Borrowers with loans linked to MCLR

Borrowers in this category will benefit with lower loan rates, but only when their banks reduce it. This is because the MCLR is dependent on not only external factors, but also the bank’s own internal factors. Going further, the reduction in MCLR rates will only read to lower EMI when your home loan’s reset date comes.

Want to switch to a loan rate based on an external benchmark? You need to give an administration cost. However, experts suggest that you do this only when the difference between the two rates is at least .50%.

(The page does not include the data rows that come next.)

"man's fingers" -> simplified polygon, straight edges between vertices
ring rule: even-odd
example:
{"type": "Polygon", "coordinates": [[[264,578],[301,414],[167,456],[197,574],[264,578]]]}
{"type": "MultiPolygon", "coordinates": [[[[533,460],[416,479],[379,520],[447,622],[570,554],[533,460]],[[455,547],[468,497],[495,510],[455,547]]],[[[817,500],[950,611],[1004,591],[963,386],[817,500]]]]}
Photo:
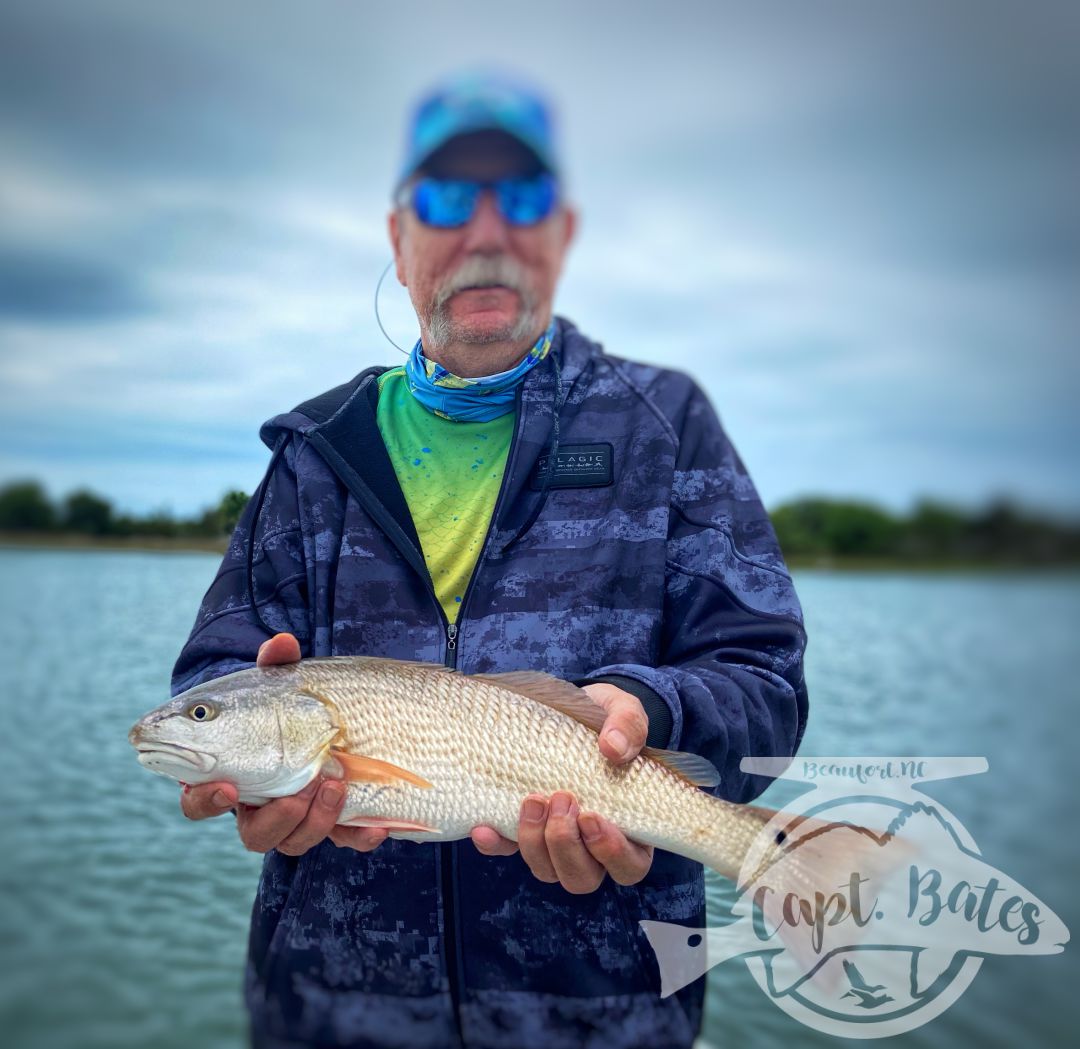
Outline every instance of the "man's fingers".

Borrowers whose loans are linked to BPLR or base rate

Borrowers with home loans linked to Benchmark Prime Lending Rate should think of switching to an external benchmark-based loan. This gives them better transmission of policy rates.

New borrowers

One of the best things is that new loans shall be considerably cheaper. Taking a new loan linked to external benchmarks should be a priority for new borrowers. When doing so, make sure to compare the risk premium and spread being charged by banks above the external benchmarks. This gives you the cheapest interest rate.

At the end of the day, please do remember that when RBI increases the key rates, your interest rates shall go up as well. This makes interest rates linked to external benchmarks more volatile than MCLR linked interest rates.